The Big Apple was where the big prices were Monday. Transco’s Zone 6-New York City pool spiked as high as $18 and rose more than $2 on average to lead more modest gains at most other Northeast points as a new winter storm took aim at southern portions of the region. However, spreading cold in the rest of the U.S. gave little price support to the general market, which ranged from a few cents higher to down about 15 cents.

A mix of snow, sleet and freezing rain was poised to extend a lengthy winter punishment of much of the Northeast Tuesday, according to The Weather Channel, but would merely keep upstate New York and New England in freezing conditions with little precipitation. That likely was why Algonquin citygates broke out of the overall Northeast price mold with a contrarian loss of nearly 40 cents.

The Midwest is expected to see primarily snow Tuesday with high temperatures remaining well below midwinter norms, but citygates there — unlike in the Northeast — joined Monday’s overall market declines. Similarly cold weather is stretching through the northern two-thirds of the West but stopping short of the West Coast.

The key change from last week’s cold weather is that it is penetrating much farther south now, sending an ice storm into the Carolinas Sunday. In addition, a Dallas-area marketer said a cold front had reached the city Monday and was due to take thermometer levels into the 20s that night. And Houston traders were bracing for overnight lows in the mid 30s Tuesday.

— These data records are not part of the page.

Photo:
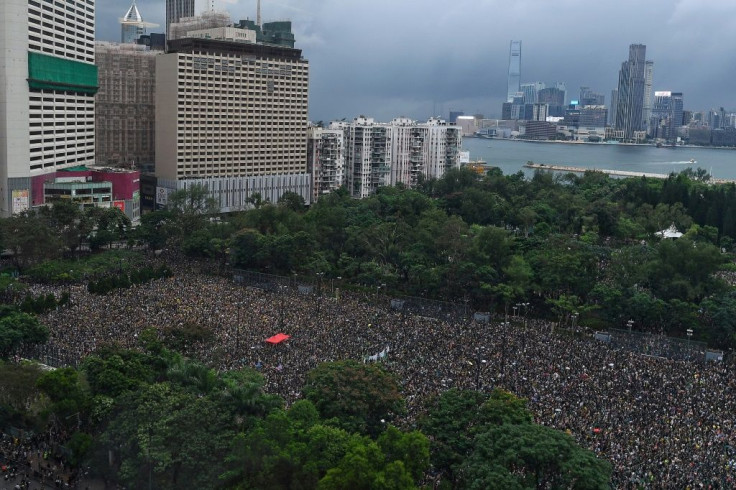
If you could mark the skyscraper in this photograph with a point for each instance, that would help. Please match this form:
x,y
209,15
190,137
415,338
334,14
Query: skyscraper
x,y
48,81
631,88
612,108
232,116
530,91
124,105
514,71
175,10
132,26
648,79
666,115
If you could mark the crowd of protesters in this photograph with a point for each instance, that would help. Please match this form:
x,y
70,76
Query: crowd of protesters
x,y
30,463
661,423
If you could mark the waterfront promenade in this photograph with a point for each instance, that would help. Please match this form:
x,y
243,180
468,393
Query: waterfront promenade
x,y
617,173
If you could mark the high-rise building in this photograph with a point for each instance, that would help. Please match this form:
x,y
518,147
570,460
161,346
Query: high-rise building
x,y
648,80
588,97
47,84
454,115
554,97
514,79
326,159
176,10
125,105
232,116
666,115
380,154
132,26
631,89
612,108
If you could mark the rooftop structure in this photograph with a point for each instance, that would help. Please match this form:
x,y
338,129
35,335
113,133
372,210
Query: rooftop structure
x,y
132,25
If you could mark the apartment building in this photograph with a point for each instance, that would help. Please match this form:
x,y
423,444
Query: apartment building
x,y
48,81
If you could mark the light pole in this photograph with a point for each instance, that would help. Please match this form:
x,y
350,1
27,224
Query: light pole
x,y
526,310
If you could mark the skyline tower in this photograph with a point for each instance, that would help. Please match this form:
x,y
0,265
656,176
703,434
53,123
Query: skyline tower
x,y
648,80
47,95
175,10
631,89
132,26
514,81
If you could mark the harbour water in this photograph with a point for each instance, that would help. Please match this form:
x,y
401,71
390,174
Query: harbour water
x,y
510,156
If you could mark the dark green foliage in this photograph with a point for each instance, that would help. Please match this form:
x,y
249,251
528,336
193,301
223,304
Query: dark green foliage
x,y
494,444
18,328
361,397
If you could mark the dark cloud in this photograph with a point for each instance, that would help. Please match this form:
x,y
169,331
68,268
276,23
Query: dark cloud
x,y
387,58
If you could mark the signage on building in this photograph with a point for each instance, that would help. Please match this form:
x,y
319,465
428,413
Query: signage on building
x,y
64,180
20,200
162,197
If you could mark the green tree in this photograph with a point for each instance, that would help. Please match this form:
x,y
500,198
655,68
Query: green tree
x,y
529,456
18,328
362,397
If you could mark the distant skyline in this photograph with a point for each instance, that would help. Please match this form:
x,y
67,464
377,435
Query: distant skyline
x,y
418,58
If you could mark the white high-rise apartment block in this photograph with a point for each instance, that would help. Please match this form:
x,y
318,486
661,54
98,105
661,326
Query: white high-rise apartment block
x,y
232,116
402,151
175,11
47,84
326,159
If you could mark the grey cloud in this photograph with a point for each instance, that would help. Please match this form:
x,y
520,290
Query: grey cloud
x,y
387,58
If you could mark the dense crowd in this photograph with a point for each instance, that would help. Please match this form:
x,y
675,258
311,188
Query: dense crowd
x,y
661,423
33,463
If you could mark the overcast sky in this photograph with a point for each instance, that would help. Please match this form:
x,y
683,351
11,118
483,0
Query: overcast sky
x,y
416,58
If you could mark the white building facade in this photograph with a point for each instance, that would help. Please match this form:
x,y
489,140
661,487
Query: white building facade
x,y
48,80
401,151
326,159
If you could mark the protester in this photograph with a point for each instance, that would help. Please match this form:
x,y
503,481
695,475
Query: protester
x,y
661,423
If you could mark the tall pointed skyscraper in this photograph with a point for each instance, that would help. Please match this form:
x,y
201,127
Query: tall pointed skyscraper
x,y
132,26
514,82
631,88
175,10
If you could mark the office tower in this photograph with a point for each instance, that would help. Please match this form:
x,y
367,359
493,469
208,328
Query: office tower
x,y
539,112
530,92
47,84
612,109
379,154
631,85
125,105
454,115
514,80
207,25
562,87
326,159
588,97
648,79
232,116
666,115
593,116
176,10
554,97
132,26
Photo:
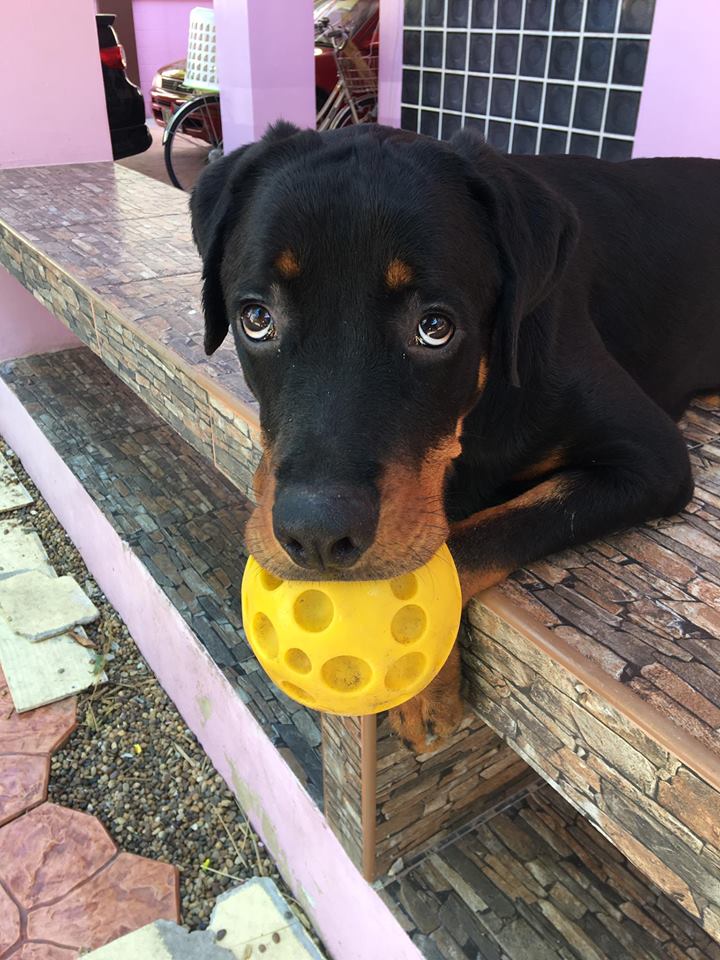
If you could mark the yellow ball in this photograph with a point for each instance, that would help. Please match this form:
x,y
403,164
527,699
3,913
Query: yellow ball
x,y
353,647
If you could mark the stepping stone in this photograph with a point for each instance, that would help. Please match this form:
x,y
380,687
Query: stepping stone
x,y
12,493
39,731
256,915
42,673
248,922
21,550
37,606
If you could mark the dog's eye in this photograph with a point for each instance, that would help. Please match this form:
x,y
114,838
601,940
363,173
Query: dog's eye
x,y
434,330
257,322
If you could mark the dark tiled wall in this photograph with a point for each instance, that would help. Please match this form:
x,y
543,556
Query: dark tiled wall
x,y
535,76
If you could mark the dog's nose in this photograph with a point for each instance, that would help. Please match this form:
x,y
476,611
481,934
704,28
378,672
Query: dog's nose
x,y
325,529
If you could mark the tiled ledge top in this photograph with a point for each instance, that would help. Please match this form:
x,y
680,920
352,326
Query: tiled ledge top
x,y
637,614
126,240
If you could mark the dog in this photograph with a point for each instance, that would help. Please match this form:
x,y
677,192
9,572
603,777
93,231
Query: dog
x,y
452,345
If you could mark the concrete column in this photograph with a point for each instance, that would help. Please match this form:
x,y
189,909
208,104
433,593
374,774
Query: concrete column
x,y
391,31
266,66
50,68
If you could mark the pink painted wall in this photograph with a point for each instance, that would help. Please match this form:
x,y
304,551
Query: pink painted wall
x,y
161,33
266,66
26,327
352,920
680,106
390,67
54,111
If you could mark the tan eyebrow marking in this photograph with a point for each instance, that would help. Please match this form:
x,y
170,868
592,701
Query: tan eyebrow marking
x,y
482,374
398,274
287,264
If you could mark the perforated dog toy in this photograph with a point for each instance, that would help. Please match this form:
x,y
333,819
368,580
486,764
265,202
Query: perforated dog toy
x,y
353,647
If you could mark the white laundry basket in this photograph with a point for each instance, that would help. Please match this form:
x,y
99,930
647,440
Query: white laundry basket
x,y
201,66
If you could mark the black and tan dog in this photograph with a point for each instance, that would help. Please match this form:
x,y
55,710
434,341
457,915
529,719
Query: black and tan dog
x,y
450,344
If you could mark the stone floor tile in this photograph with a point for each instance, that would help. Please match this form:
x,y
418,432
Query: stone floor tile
x,y
37,606
37,731
128,894
9,923
21,550
50,850
12,493
23,784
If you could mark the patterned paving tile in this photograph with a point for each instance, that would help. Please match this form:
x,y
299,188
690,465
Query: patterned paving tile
x,y
49,851
129,893
44,951
23,784
9,923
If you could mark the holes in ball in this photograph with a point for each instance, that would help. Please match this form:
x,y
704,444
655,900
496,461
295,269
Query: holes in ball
x,y
269,581
297,693
298,660
409,623
405,671
346,674
265,635
404,587
313,610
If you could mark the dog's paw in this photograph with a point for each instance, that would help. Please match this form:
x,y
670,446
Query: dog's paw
x,y
424,725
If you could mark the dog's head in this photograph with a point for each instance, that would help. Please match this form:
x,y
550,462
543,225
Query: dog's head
x,y
374,282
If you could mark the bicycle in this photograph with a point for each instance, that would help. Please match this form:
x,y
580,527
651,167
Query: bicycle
x,y
354,96
192,139
193,135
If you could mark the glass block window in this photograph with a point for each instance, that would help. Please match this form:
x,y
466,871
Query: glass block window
x,y
535,76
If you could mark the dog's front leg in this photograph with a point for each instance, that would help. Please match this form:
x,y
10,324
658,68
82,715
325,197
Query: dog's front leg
x,y
570,508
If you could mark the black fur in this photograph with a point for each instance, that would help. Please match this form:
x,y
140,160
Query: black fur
x,y
592,289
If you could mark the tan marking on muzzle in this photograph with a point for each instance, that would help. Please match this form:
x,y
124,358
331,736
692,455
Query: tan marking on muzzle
x,y
411,527
398,274
288,265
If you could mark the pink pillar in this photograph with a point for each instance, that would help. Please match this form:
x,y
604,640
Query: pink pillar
x,y
680,109
54,110
266,66
391,31
26,327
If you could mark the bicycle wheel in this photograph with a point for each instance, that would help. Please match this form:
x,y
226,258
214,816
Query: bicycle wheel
x,y
366,108
192,139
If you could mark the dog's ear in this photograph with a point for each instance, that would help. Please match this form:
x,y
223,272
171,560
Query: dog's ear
x,y
218,198
535,230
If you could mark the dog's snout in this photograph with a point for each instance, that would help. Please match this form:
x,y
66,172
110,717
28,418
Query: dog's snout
x,y
325,529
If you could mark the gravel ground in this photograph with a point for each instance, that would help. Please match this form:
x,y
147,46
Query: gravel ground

An intrastate Texas trader noted that with the screen’s dive of more than 30 cents, production-area prices closed part of their spread below futures. For example, Katy was trading around 65 cents behind the screen Friday but the gap had tightened to about 40 cents Monday, he said. The South Texas Project’s #1 nuclear unit had tripped off Sunday and helped create fairly strong power prices in Texas Monday, he said, but load was still soft enough that Katy fell nearly a dime.

A Northeast utility buyer said his company is currently pulling hard from its regular storage account but is not worried about the rest of the heating season, expecting to have its inventory still 50% full at the end of January. But it’s not tapping peaking storage at this point, he added; “we’re actually injecting a little bit there.” He reported having trouble finding any markets for Dominion South Point gas Monday.

“I’ll tell you why gas jumped so much at New York citygates,” said a Northeast trader. “It’s cold up here! Our high was in the low 20s Monday, and I don’t see relief soon.” He anticipates a big withdrawal in Thursday’s storage report, saying he wouldn’t be surprised to see the EIA estimate near 200 Bcf.

Citigroup analyst Kyle Cooper also expects a large draw, saying his initial estimation is “probably” in the range of 180-190 Bcf, which would compare with 247 Bcf a year ago and a five-year average of 154 Bcf. But Cooper added, “However, that [180-190 Bcf] was also our estimation for last week and obviously that was way too high…There is also already some talk that there will be a revision. We do not believe that to be the case, but there is that rumor floating about.”

A Southwest trader reported February deals in the high $4.90s for Transwestern-Permian (which happened to match her swing numbers), in the low $5.20s at the California border into SoCalGas, and in the upper $5.20s for Panhandle Eastern. However, futures weakness was taking Panhandle lower Monday afternoon, when the bid-offer spread was down to $5.165-24, the trader said.

A marketer who had indexed all his bidweek volumes so far said he was finding “a lot more people interested in selling me gas for February than in buying from me.” He was seeing Katy basis at minus 5-2 cents and quoted a Waha deal at just over $5.